For mutual fund purchases, the required disclosure document delivered at or prior to completion is the prospectus. The prospectus is the primary disclosure document for registered investment company offerings and is designed to give investors the material information needed to make an informed decision—investment objectives, principal strategies, risks, fees and expenses (including the expense ratio and any sales charges), portfolio management, and purchase/redemption procedures. Delivery of the prospectus reflects the core securities-law principle emphasized on the SIE: regulators focus on full and fair disclosure, not guaranteeing an investment’s success or “approving” its merits.

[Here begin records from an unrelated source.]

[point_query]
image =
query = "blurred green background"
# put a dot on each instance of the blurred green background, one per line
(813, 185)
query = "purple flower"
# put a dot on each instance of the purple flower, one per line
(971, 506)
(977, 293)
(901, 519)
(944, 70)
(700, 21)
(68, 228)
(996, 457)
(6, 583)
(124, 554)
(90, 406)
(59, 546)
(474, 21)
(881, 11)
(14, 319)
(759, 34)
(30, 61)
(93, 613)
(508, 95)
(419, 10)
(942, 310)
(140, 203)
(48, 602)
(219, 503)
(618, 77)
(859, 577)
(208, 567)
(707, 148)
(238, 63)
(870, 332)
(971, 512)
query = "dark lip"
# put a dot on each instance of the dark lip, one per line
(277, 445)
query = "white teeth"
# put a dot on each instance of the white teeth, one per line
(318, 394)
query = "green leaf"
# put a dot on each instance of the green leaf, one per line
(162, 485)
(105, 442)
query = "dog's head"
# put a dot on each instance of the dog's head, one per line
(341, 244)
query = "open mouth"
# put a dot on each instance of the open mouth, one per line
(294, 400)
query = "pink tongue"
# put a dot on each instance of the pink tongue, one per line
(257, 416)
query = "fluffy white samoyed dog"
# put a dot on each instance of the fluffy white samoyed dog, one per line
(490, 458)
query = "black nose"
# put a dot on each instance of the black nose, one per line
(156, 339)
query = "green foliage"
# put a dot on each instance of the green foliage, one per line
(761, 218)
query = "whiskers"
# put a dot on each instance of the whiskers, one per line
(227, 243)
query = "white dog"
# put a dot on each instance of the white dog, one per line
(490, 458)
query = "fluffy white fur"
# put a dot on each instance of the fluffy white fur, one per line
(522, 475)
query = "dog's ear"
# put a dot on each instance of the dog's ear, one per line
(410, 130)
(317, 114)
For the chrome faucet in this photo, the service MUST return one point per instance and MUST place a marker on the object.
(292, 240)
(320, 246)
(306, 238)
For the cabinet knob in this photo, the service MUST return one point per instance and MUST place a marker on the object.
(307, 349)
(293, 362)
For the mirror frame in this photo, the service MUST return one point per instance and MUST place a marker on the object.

A red herring is a preliminary prospectus used in many initial public offerings and certain registered offerings before final pricing; it is not the standard required document associated with mutual fund share purchases. An offering memorandum is commonly associated with private placements (Reg D offerings) and is not the required disclosure document for registered mutual funds. The Statement of Additional Information (SAI) contains expanded details that supplement the prospectus (more technical disclosures, additional fund policies, etc.), but it is generally provided upon request rather than being the required delivery document at purchase.
This question also connects to how mutual funds are bought: open-end funds are issued/redeemed by the fund company at NAV (plus any applicable sales charge), and customers must receive standardized disclosures so they can compare funds on cost, risk, and strategy. On the SIE content outline, offering documents and delivery requirements are repeatedly emphasized because they form the backbone of investor protection in registered securities offerings.